Orang-orang di jalan-jalan Delhi mengatakan hanya sedikit yang bisa mereka lakukan untuk menghindari panas.
“Semua orang ingin tinggal di dalam rumah,” kata penjual makanan ringan Roop Ram, 57, menambahkan dia berjuang untuk menjual gorengan gurihnya.
Ram, yang tinggal bersama istri dan dua putranya di sebuah rumah sempit, mengatakan mereka memiliki kipas angin kecil tetapi itu tidak banyak mendinginkan mereka.
Mereka menghitung mundur hingga musim hujan tiba di bulan Juli.
“Saya tidak yakin apa lagi yang bisa kita lakukan untuk mengatasinya,” katanya. “Kami hanya menunggu musim hujan.”
Rani, 60, yang hanya menggunakan satu nama, bepergian dengan bus selama dua jam setiap pagi untuk menjual perhiasan kepada wisatawan di warung pinggir jalan darurat.

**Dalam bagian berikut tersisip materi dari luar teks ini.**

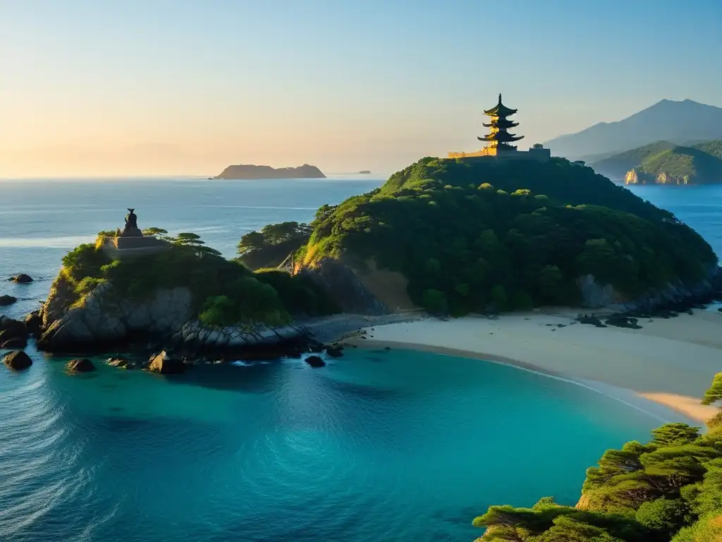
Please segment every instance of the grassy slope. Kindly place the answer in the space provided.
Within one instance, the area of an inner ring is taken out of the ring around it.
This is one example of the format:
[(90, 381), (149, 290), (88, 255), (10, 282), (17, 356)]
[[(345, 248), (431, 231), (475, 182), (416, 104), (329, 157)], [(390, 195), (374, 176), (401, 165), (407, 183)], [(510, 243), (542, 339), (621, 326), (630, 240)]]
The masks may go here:
[(692, 182), (722, 182), (722, 158), (694, 147), (675, 147), (645, 159), (640, 169), (654, 175), (687, 176)]
[(591, 166), (602, 175), (612, 179), (622, 178), (632, 168), (638, 168), (645, 159), (674, 148), (674, 144), (669, 141), (658, 141), (644, 147), (630, 149), (603, 160), (593, 162)]

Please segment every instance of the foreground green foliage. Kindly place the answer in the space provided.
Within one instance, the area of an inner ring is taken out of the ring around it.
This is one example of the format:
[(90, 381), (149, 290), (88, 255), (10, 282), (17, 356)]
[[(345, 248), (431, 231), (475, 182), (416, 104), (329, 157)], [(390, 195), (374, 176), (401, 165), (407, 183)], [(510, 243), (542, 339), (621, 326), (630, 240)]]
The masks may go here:
[(74, 289), (75, 302), (110, 283), (116, 295), (136, 301), (159, 288), (188, 288), (199, 319), (212, 326), (280, 325), (294, 315), (338, 311), (305, 277), (279, 271), (254, 273), (239, 262), (225, 259), (194, 233), (165, 238), (171, 242), (170, 250), (129, 259), (111, 261), (102, 244), (80, 245), (69, 252), (63, 258), (62, 273)]
[[(719, 385), (717, 375), (707, 397)], [(646, 444), (607, 450), (587, 470), (577, 506), (550, 497), (531, 508), (492, 506), (474, 520), (484, 541), (722, 541), (722, 432), (668, 423)]]
[(311, 265), (347, 252), (400, 271), (417, 304), (453, 314), (578, 304), (593, 274), (633, 298), (716, 262), (670, 212), (589, 168), (424, 158), (380, 189), (319, 209)]
[(276, 267), (308, 241), (311, 228), (297, 222), (269, 224), (240, 238), (238, 260), (251, 269)]

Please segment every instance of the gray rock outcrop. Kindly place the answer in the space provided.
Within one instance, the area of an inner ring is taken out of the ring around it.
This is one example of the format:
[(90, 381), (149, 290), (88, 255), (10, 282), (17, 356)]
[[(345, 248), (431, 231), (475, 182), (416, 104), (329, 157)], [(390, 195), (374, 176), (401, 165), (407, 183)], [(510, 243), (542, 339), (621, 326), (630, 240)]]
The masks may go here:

“Ini pasti lebih panas, tetapi tidak ada yang bisa kita lakukan,” katanya, meneguk air dari botol yang dibawanya dari rumah.
“Saya mencoba mengisi ulang botol dari siapa pun di sekitar.”
Pihak berwenang New Delhi juga telah memperingatkan risiko kekurangan air karena ibu kota terik karena panas yang menyebabkan sakit kepala.
Menteri Air Delhi Atishi, yang hanya menggunakan satu nama, mengatakan pasokan telah berkurang setengahnya di banyak daerah untuk meningkatkan aliran ke “daerah kekurangan air”.
Atishi pada hari Rabu memerintahkan otoritas negara untuk “segera mengerahkan 200 tim” untuk menindak lokasi konstruksi atau properti komersial menggunakan pipa domestik untuk membendung “pemborosan air yang serius”.
Delhi hampir seluruhnya bergantung pada air dari negara tetangga Haryana dan Uttar Pradesh, keduanya negara bagian pertanian dengan kebutuhan air yang sangat besar.
Sungai Yamuna yang sangat tercemar, anak sungai Gangga, mengalir melalui Delhi tetapi alirannya sangat berkurang selama bulan-bulan musim panas.